Dangerous Dave in the Deserted Pirate's Hideout trafiło na urządzenia mobilne

Jedna z gier Johna Romero!

Większość graczy zna Johna Romero, jako współtwórcę takich klasyków, jak Doom czy Quake, a także autora Daikatany, która okazała się jednym z największych komercyjnych niewypałów w historii wirtualnej rozrywki. Wcześniej projektant zrobił kilka innych produkcji – wśród nich znalazły się trzy części przygód Dangerous Dave’a. Pierwsza z nich trafiła niedawno na smartfony i tablety.

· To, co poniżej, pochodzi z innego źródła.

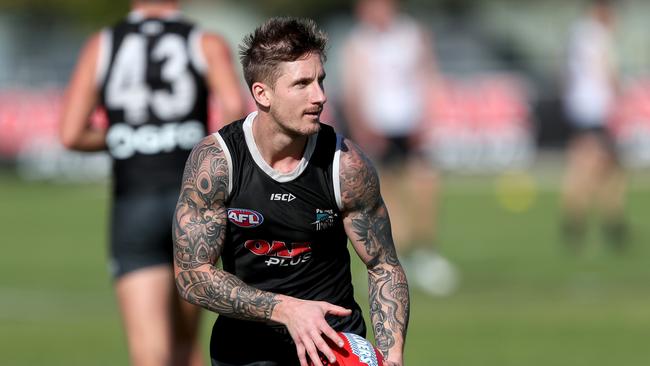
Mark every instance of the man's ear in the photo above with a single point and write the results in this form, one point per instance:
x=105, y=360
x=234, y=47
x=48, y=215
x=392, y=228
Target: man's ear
x=262, y=94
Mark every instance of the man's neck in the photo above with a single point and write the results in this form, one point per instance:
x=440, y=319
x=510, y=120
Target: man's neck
x=280, y=150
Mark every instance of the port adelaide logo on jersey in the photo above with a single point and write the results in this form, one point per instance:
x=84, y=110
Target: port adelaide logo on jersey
x=245, y=218
x=324, y=219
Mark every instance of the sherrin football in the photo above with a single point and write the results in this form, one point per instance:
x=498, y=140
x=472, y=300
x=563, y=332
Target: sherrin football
x=356, y=351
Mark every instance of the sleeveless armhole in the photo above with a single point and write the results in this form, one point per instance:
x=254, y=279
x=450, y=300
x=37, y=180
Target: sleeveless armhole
x=197, y=57
x=336, y=174
x=226, y=152
x=104, y=55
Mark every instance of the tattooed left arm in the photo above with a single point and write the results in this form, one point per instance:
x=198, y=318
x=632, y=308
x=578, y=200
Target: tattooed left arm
x=367, y=225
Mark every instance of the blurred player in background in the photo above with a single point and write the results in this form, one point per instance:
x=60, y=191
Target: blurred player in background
x=388, y=72
x=153, y=73
x=276, y=196
x=594, y=174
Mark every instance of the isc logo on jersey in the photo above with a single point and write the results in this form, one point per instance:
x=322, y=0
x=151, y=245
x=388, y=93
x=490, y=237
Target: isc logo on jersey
x=245, y=218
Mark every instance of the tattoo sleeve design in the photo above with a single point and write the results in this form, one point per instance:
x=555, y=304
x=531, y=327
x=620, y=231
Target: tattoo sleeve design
x=368, y=226
x=199, y=233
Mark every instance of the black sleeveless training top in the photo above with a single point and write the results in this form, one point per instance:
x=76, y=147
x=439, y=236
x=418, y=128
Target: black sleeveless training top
x=152, y=86
x=285, y=231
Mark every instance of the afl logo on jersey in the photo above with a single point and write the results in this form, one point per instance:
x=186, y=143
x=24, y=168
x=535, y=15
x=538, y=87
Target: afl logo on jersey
x=245, y=218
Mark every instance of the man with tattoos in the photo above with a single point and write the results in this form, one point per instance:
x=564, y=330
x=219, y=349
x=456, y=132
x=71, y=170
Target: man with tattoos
x=276, y=196
x=152, y=72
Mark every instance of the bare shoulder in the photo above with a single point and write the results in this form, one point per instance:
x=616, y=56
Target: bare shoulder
x=359, y=179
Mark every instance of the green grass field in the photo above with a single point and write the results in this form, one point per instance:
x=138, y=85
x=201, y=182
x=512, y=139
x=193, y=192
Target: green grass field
x=523, y=299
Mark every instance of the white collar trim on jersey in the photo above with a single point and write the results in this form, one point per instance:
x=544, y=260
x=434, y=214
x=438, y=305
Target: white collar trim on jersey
x=257, y=156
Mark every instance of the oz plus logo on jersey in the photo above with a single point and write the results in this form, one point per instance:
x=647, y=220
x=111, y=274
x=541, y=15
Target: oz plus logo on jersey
x=324, y=219
x=280, y=253
x=245, y=218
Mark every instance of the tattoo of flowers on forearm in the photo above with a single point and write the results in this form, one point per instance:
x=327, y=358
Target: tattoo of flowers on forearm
x=375, y=234
x=225, y=294
x=389, y=306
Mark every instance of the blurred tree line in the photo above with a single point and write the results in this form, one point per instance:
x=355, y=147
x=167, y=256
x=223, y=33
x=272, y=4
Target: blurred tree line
x=93, y=13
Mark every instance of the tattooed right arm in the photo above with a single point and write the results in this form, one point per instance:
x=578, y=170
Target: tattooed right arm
x=199, y=233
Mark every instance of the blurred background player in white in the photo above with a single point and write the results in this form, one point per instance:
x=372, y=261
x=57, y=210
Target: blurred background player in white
x=594, y=174
x=153, y=73
x=388, y=71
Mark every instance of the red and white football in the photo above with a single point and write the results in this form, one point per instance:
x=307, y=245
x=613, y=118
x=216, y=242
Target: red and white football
x=356, y=351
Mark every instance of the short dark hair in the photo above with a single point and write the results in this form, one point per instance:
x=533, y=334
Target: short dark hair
x=280, y=39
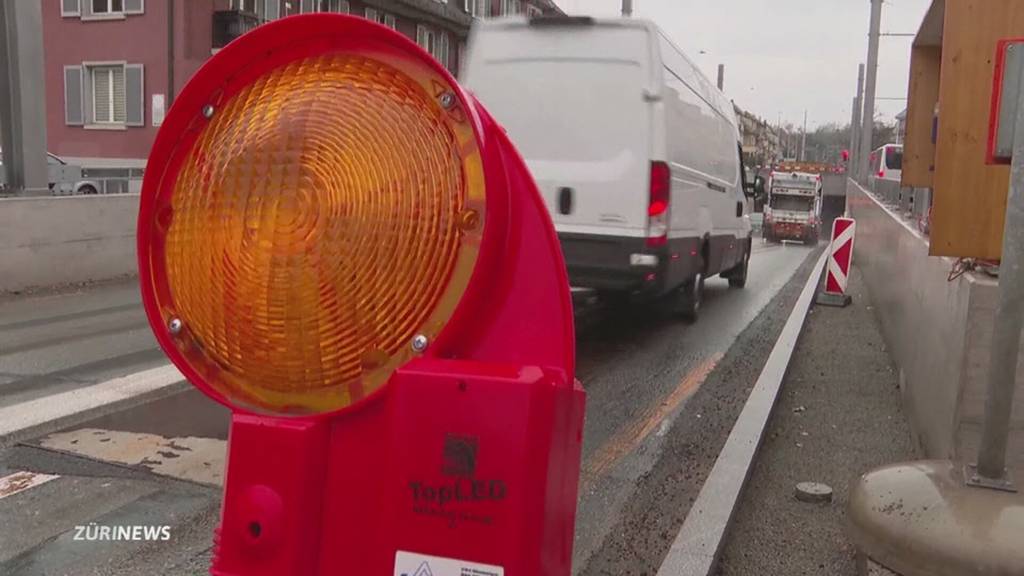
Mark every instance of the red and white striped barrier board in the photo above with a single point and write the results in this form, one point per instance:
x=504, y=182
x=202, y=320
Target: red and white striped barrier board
x=841, y=255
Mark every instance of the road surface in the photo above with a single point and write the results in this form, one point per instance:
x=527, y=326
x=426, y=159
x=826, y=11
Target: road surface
x=652, y=428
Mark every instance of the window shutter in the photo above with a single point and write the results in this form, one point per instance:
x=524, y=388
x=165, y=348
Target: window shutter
x=70, y=8
x=272, y=9
x=87, y=95
x=442, y=53
x=134, y=95
x=118, y=85
x=73, y=96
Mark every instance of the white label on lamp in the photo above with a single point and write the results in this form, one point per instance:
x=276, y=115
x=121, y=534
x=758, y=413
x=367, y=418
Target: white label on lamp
x=410, y=564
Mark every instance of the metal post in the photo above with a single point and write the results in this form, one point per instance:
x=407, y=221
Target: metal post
x=23, y=112
x=855, y=127
x=803, y=139
x=1009, y=322
x=869, y=86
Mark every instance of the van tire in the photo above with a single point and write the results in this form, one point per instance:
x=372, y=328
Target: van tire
x=689, y=298
x=737, y=277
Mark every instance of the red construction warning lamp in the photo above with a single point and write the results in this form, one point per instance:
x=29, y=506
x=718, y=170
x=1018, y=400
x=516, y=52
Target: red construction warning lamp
x=341, y=245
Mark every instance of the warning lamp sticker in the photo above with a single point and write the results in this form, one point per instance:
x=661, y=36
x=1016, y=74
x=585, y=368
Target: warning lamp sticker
x=410, y=564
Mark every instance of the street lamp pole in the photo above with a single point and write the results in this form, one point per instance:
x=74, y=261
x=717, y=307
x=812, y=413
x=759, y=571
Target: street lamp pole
x=866, y=132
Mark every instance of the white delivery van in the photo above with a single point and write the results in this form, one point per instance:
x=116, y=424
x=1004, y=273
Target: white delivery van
x=637, y=155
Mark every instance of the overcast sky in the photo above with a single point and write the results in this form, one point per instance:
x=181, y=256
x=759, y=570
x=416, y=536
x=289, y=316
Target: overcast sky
x=782, y=56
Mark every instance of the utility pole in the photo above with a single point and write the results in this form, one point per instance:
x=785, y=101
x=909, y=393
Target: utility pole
x=858, y=105
x=803, y=139
x=23, y=112
x=869, y=87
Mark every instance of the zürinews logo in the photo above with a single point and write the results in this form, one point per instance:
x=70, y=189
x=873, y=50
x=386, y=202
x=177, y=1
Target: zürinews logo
x=423, y=570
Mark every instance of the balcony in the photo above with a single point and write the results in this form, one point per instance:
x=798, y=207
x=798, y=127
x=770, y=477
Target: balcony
x=228, y=25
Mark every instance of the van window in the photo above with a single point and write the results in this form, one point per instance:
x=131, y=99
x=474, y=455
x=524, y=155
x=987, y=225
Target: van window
x=894, y=158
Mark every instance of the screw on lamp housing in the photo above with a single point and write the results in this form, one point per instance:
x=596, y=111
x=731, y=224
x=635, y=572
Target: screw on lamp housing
x=420, y=343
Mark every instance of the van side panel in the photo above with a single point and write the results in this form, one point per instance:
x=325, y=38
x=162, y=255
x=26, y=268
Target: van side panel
x=701, y=136
x=571, y=98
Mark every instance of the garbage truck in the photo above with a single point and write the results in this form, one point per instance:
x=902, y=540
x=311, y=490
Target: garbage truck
x=794, y=207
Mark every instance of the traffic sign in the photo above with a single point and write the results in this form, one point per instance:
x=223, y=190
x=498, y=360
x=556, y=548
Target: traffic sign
x=840, y=260
x=342, y=246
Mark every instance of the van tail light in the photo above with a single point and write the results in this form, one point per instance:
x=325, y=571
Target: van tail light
x=657, y=209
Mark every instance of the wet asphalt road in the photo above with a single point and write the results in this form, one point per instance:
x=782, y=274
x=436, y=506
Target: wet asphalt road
x=649, y=415
x=58, y=340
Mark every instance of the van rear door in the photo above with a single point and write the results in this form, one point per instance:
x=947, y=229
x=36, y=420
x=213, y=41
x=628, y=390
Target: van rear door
x=571, y=97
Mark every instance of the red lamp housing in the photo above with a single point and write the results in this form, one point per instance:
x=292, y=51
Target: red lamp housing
x=341, y=245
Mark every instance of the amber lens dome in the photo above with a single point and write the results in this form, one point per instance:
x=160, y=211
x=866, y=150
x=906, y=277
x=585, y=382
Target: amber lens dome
x=326, y=214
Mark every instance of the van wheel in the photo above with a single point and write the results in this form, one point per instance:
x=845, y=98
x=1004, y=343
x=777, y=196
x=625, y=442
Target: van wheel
x=689, y=298
x=737, y=279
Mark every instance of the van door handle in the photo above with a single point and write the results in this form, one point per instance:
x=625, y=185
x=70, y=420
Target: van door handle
x=565, y=201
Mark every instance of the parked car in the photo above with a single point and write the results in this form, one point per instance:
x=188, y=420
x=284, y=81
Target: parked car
x=637, y=155
x=72, y=175
x=64, y=178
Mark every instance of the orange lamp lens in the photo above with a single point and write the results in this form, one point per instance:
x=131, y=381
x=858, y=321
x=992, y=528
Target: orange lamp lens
x=326, y=215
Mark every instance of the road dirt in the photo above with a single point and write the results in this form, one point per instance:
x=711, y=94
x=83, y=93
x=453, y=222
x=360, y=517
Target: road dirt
x=642, y=536
x=838, y=416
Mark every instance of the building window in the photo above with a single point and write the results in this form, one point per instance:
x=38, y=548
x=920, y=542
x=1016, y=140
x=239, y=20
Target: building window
x=381, y=17
x=477, y=8
x=108, y=94
x=336, y=6
x=108, y=6
x=510, y=7
x=434, y=42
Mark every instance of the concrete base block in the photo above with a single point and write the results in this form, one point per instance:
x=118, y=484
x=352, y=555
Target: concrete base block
x=921, y=519
x=837, y=300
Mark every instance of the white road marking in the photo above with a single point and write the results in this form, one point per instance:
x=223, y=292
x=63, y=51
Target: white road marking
x=60, y=410
x=19, y=482
x=192, y=458
x=695, y=549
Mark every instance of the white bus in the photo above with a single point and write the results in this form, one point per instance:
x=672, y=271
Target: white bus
x=636, y=153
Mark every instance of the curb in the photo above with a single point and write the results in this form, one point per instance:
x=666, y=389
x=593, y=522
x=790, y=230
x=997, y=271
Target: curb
x=695, y=549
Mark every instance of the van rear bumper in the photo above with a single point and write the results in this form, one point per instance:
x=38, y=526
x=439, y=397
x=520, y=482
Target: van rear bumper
x=606, y=263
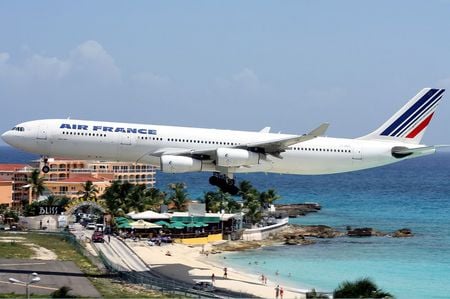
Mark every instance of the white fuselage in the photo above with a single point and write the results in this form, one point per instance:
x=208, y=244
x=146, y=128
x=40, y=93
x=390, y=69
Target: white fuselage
x=97, y=140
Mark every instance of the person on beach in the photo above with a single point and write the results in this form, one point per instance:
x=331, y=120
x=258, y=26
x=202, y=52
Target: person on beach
x=277, y=291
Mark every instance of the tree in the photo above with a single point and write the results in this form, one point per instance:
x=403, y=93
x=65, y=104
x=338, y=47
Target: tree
x=116, y=197
x=268, y=197
x=178, y=196
x=137, y=198
x=154, y=199
x=36, y=184
x=89, y=191
x=361, y=288
x=219, y=200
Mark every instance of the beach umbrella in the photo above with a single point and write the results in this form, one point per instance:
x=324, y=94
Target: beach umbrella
x=121, y=219
x=141, y=224
x=124, y=225
x=163, y=223
x=177, y=225
x=200, y=224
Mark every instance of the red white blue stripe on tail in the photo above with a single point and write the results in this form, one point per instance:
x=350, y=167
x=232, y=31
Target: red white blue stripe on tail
x=410, y=122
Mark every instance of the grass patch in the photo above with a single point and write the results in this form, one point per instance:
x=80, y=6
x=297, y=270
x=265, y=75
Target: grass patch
x=15, y=250
x=66, y=251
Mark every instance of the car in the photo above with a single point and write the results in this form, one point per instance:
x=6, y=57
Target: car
x=91, y=225
x=97, y=236
x=205, y=286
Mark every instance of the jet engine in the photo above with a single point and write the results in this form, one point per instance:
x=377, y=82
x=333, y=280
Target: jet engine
x=230, y=157
x=179, y=164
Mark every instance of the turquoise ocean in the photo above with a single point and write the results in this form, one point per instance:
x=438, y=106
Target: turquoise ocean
x=414, y=194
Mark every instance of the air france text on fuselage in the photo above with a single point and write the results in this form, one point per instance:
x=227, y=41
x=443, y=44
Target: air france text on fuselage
x=99, y=128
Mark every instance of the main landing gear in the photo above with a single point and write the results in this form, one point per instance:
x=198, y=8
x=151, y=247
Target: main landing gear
x=225, y=183
x=45, y=168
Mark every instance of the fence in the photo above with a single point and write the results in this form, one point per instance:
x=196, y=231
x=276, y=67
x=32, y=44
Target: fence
x=147, y=280
x=153, y=282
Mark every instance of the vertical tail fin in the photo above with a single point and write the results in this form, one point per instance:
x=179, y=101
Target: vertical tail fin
x=410, y=122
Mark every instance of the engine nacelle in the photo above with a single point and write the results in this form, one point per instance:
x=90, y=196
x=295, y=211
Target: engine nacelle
x=229, y=157
x=179, y=164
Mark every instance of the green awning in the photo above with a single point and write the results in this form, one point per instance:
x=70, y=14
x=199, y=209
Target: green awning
x=200, y=224
x=177, y=225
x=121, y=219
x=163, y=223
x=188, y=219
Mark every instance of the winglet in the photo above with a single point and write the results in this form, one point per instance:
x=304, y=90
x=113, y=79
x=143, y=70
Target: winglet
x=265, y=130
x=320, y=130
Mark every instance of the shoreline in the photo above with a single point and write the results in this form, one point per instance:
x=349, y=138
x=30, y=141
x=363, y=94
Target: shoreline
x=188, y=264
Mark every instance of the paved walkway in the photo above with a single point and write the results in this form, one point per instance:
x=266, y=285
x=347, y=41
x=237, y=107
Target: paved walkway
x=53, y=274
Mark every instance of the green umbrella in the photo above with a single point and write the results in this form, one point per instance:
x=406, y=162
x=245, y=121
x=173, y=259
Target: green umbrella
x=200, y=224
x=121, y=219
x=124, y=225
x=177, y=225
x=163, y=223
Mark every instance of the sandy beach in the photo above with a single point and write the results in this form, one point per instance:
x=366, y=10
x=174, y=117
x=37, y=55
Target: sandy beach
x=187, y=263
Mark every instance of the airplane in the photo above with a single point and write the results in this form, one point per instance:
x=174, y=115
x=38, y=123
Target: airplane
x=226, y=152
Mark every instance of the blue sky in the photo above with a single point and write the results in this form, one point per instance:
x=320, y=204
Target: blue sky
x=245, y=65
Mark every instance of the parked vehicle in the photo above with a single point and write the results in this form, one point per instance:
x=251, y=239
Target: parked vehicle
x=204, y=286
x=91, y=225
x=97, y=236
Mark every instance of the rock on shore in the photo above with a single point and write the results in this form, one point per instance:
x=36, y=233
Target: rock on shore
x=295, y=210
x=403, y=233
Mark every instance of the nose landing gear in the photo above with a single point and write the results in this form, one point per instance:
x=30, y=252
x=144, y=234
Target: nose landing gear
x=225, y=183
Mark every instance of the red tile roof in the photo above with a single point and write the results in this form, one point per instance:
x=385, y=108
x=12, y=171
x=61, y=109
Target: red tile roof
x=12, y=167
x=81, y=179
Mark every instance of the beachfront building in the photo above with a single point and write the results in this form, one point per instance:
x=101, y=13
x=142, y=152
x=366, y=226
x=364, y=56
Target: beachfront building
x=67, y=176
x=135, y=173
x=14, y=188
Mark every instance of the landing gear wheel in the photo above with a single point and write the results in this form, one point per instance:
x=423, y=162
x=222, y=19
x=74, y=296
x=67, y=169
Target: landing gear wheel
x=214, y=180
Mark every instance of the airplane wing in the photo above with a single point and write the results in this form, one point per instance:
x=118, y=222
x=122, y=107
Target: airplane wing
x=272, y=147
x=280, y=145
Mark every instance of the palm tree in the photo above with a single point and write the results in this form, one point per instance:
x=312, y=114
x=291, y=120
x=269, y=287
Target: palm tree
x=116, y=197
x=267, y=198
x=178, y=196
x=137, y=198
x=89, y=191
x=154, y=199
x=36, y=183
x=361, y=288
x=219, y=200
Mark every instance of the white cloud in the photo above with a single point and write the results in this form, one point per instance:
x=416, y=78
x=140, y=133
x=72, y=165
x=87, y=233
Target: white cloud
x=91, y=58
x=149, y=80
x=244, y=81
x=4, y=57
x=87, y=61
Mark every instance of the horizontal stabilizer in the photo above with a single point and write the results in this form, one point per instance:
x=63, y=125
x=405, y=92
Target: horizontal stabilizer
x=265, y=130
x=402, y=152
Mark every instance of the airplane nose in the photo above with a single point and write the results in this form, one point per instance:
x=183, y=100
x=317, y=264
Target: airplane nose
x=6, y=137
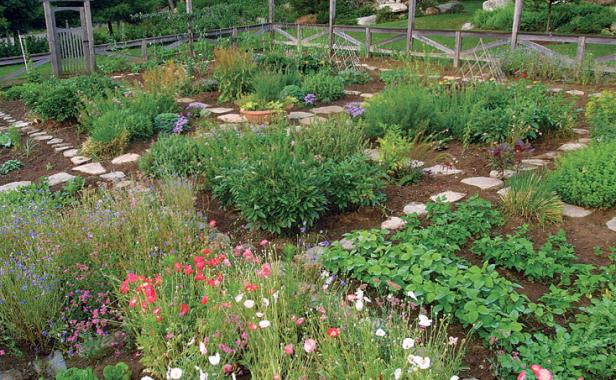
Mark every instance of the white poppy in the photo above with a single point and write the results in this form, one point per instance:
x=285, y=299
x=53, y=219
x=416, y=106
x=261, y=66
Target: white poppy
x=214, y=360
x=174, y=373
x=408, y=343
x=424, y=321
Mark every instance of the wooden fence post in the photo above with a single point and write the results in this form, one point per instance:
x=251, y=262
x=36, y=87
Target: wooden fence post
x=410, y=25
x=517, y=15
x=368, y=42
x=458, y=48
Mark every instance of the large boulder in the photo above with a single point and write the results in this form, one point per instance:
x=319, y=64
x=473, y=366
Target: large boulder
x=492, y=5
x=451, y=7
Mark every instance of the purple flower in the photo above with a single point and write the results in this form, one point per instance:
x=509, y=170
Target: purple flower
x=354, y=109
x=310, y=99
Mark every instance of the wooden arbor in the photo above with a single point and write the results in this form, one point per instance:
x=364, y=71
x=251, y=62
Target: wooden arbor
x=71, y=49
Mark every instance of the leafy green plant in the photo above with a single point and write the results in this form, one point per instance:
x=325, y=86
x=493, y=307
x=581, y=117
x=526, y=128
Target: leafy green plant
x=587, y=177
x=531, y=196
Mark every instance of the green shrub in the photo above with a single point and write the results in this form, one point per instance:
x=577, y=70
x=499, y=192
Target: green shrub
x=324, y=85
x=531, y=197
x=601, y=116
x=174, y=155
x=587, y=177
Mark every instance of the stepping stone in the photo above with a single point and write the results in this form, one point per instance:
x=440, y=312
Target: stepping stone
x=574, y=211
x=503, y=192
x=415, y=208
x=14, y=185
x=59, y=178
x=393, y=223
x=448, y=196
x=61, y=148
x=534, y=162
x=299, y=115
x=70, y=153
x=54, y=141
x=575, y=92
x=612, y=224
x=42, y=138
x=311, y=120
x=232, y=118
x=78, y=160
x=571, y=146
x=507, y=173
x=442, y=170
x=580, y=131
x=328, y=110
x=113, y=176
x=125, y=158
x=484, y=183
x=220, y=110
x=93, y=168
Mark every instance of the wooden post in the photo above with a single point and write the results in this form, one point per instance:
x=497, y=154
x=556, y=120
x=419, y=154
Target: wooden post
x=50, y=22
x=458, y=48
x=410, y=26
x=517, y=15
x=90, y=33
x=368, y=42
x=330, y=30
x=191, y=47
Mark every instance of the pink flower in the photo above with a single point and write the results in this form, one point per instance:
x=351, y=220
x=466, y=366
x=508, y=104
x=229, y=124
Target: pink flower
x=288, y=349
x=310, y=345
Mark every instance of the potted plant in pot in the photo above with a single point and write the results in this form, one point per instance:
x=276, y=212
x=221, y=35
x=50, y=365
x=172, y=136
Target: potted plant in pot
x=260, y=111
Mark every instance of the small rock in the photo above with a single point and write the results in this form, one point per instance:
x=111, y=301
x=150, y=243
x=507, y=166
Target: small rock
x=415, y=208
x=448, y=196
x=393, y=223
x=78, y=160
x=232, y=118
x=484, y=183
x=125, y=158
x=59, y=178
x=442, y=170
x=572, y=211
x=14, y=185
x=93, y=168
x=571, y=146
x=328, y=110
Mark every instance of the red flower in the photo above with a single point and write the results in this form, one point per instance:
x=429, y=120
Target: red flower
x=184, y=309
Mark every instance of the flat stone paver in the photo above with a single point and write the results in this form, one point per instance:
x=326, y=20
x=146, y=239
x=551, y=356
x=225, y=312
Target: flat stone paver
x=220, y=110
x=442, y=170
x=568, y=147
x=611, y=224
x=232, y=118
x=93, y=168
x=78, y=160
x=393, y=223
x=14, y=185
x=448, y=196
x=299, y=115
x=59, y=178
x=484, y=183
x=125, y=158
x=113, y=176
x=572, y=211
x=415, y=208
x=328, y=110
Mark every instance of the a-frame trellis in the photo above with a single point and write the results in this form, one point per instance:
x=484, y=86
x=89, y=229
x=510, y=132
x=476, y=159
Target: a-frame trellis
x=71, y=49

W wydanym pierwotnie w 1988 roku Dangerous Dave in the Deserted Pirate’s Hideout użytkownicy wcielają się w tytułowego bohatera. Przemierza on kryjówkę pewnego pirata w poszukiwaniu ukrytych tam skarbów. Po drodze gracze zbierają cenne przedmioty, które podwyższają wynik punktowy. W sumie do przejścia jest dziesięć poziomów.

Reklama

W wersji mobilnej dostosowano oczywiście sterowanie do ekranów dotykowych. Odświeżono też dźwięki, muzykę i oprawę wizualną. Dla tradycjonalistów przygotowano jednak opcję, która niczym w „rimejkach” dwóch pierwszych części Małpiej Wyspy pozwala przełączyć się na oryginalną grafikę.

Dangerous Dave in the Deserted Pirate’s Hideout oparte jest na modelu F2P, co oznacza, że grać można za darmo, ale trzeba przygotować się na oglądanie wyświetlanych co jakiś czas reklam. Te można wyłączyć wydając 1,99 euro.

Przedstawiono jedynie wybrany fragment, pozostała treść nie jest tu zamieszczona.